Inspired by the Big Issue’s regular feature Letter to My Younger Self, we’re asking staff to think back to their own experiences as a student and tell us what advice they would give to their undergraduate selves.
This month we’re introducing our newest Study Skills Tutor, Therese Kelly, who will be working with students in the Faculty of Social sciences.
What and where did you study?
I studied for a BA in the Anthropology of Religion at the University of Wales, Lampeter. Then 15 years later I went back to uni and did an MA in Social Anthropology, here at Bristol. I am now finishing a PhD in Social Anthropology through Manchester University.
Did you experience culture shock when you started university?
That’s an interesting question. It was more the location that was a shock rather than the university itself. I grew up in London and then opted for a university deep in the Welsh countryside, in a very small farming community. This was partly because I was a young mother with a child, and I wanted to be somewhere less hectic. I was a mature student of 24 when I started my degree; I became a mother when I was 20 so waited until my son was old enough to go to school before going to university, and Lampeter seemed lovely. It was a wonderful place to study! It is a very small university, and it didn’t take long to become part of the student community.
What was your biggest failure and what did you learn from it?

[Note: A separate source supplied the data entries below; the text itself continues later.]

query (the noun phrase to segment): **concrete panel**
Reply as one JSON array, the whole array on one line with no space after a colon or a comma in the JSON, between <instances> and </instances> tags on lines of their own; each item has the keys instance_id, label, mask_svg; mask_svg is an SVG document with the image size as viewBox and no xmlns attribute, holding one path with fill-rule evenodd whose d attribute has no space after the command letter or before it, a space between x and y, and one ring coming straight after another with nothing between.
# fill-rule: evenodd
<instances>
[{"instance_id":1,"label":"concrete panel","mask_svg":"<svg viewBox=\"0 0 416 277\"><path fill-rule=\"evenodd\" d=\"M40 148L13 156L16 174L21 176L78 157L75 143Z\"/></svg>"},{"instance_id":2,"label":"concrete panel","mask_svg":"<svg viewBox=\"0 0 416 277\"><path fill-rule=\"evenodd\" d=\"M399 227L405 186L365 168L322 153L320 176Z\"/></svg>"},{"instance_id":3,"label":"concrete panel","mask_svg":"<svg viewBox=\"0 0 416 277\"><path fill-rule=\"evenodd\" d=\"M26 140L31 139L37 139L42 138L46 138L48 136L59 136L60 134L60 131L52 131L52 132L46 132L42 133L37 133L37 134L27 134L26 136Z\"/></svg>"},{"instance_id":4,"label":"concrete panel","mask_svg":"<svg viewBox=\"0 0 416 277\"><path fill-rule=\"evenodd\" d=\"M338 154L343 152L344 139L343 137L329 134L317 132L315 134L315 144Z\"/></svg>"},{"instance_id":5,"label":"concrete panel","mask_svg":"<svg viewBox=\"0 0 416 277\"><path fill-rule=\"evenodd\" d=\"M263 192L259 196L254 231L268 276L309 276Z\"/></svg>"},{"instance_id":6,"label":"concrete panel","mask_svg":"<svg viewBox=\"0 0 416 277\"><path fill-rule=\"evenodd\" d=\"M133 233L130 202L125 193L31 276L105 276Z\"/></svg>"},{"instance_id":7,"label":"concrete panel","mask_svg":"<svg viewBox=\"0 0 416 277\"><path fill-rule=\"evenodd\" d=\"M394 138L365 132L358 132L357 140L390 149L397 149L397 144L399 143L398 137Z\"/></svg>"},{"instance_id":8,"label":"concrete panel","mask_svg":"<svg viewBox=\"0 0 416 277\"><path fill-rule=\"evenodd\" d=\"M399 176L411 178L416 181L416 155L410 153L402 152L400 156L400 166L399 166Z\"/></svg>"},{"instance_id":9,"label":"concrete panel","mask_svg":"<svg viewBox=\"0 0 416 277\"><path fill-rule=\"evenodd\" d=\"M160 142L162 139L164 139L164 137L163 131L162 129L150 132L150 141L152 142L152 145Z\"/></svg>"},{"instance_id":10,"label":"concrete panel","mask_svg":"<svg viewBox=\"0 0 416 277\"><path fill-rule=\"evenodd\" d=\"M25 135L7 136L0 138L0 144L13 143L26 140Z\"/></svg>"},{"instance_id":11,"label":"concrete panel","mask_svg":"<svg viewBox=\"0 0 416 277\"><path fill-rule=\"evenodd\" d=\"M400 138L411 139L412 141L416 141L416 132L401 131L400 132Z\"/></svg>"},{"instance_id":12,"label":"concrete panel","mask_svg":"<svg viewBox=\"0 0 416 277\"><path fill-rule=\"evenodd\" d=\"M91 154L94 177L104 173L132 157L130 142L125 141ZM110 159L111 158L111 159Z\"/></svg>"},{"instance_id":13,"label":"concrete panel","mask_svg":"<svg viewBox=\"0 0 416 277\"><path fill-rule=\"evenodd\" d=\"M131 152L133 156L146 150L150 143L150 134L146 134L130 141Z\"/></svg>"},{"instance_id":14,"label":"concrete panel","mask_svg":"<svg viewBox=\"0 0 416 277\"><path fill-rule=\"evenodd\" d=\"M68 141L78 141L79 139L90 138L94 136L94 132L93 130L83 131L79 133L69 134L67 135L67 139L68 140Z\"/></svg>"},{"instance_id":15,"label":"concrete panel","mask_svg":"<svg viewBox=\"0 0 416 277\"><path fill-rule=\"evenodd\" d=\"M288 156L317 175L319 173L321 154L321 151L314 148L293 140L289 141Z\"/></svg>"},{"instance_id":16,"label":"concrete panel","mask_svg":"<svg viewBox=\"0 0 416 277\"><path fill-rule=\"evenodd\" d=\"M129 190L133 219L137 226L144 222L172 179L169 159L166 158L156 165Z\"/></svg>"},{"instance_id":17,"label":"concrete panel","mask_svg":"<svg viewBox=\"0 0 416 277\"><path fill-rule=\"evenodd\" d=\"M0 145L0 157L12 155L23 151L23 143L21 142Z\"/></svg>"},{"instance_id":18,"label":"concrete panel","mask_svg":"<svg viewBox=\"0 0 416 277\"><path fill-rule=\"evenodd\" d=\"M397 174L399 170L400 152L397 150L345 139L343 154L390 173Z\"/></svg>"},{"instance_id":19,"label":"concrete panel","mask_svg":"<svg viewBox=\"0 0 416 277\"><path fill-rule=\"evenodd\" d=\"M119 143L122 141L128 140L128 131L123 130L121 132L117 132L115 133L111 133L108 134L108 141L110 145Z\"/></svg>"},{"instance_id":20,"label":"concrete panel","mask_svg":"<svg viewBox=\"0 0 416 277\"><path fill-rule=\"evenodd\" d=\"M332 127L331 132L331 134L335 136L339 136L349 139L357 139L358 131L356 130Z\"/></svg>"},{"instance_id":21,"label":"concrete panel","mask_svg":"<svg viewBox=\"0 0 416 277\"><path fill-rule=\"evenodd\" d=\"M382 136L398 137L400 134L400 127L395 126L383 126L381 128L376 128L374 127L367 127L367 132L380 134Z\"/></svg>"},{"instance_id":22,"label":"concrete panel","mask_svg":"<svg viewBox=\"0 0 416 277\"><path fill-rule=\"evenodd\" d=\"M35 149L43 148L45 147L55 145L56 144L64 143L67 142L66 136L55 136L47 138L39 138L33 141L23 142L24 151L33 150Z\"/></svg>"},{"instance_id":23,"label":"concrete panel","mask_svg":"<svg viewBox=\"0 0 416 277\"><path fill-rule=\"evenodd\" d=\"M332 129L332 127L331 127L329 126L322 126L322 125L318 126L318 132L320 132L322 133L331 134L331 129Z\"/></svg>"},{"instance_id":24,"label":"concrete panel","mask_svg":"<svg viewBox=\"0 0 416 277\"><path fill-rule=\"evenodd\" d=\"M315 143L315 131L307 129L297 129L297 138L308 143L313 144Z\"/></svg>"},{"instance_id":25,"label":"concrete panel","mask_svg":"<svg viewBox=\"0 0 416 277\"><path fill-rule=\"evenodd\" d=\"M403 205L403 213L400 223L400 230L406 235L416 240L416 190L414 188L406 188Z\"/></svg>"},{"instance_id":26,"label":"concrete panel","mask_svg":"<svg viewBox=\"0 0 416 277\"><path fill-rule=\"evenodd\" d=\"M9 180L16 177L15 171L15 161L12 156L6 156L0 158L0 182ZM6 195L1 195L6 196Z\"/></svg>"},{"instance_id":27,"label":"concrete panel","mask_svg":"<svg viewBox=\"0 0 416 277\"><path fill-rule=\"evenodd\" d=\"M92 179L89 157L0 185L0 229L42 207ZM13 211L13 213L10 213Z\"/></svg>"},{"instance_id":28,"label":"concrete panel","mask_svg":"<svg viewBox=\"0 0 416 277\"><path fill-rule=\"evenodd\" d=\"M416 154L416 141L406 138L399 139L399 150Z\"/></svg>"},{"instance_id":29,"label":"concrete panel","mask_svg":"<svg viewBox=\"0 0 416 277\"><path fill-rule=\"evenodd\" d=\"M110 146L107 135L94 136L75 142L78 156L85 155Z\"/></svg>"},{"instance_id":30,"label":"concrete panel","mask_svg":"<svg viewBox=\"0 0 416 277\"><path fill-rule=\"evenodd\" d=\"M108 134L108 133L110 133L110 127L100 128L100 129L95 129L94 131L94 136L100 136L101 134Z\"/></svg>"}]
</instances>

My time management was awful when I was an undergraduate, especially during my first year. I always left it to the last minute to write an essay. One essay I handed in two weeks late and so it was marked down 20%. If I had submitted it in time, it would have got 70%, a first, so I was gutted! I learned pretty quickly after that to plan my writing time better.
What are you most proud of about your time at university?
I was, and still am, a shy person, the difference is I have learned to manage it. When I was in the first year, I was part of a group giving a presentation about a Hindu temple we visited for one of our modules. I can still remember how I felt when it was my turn to speak. The blood rushed to my face, my heart was beating in my mouth, and I was so nervous I struggled to focus on the people in the room, I was terrified! I managed to get through it but thought, I must get over this fear. So, I signed myself up for presenting at as many seminars as possible and each time I did it, my ability to talk and present improved. I believe it was one of the bravest things I have done for myself.
What was the best bit of feedback you received?
I didn’t think my work was any good most of the time as I had very low self-confidence. But after having completed an essay that I actually enjoyed writing, the lecturer said in the feedback that I had ‘clarity of expression’ and that the essay was ‘a joy to read’. I was so happy that my essay was not only readable but that someone got joy from it too!
What advice would you give to your undergraduate self?
I could say, PLAN YOUR WORK! I could have reduced so much stress and got a better mark if I had organised my writing better. Saying that, getting a 2:1 rather than a first is still a great achievement and I did really enjoy being an undergraduate. So, what I would say to my undergraduate self is that it is okay to ask for help and to say you don’t understand something, and enjoy the fresh air and the wonderful countryside!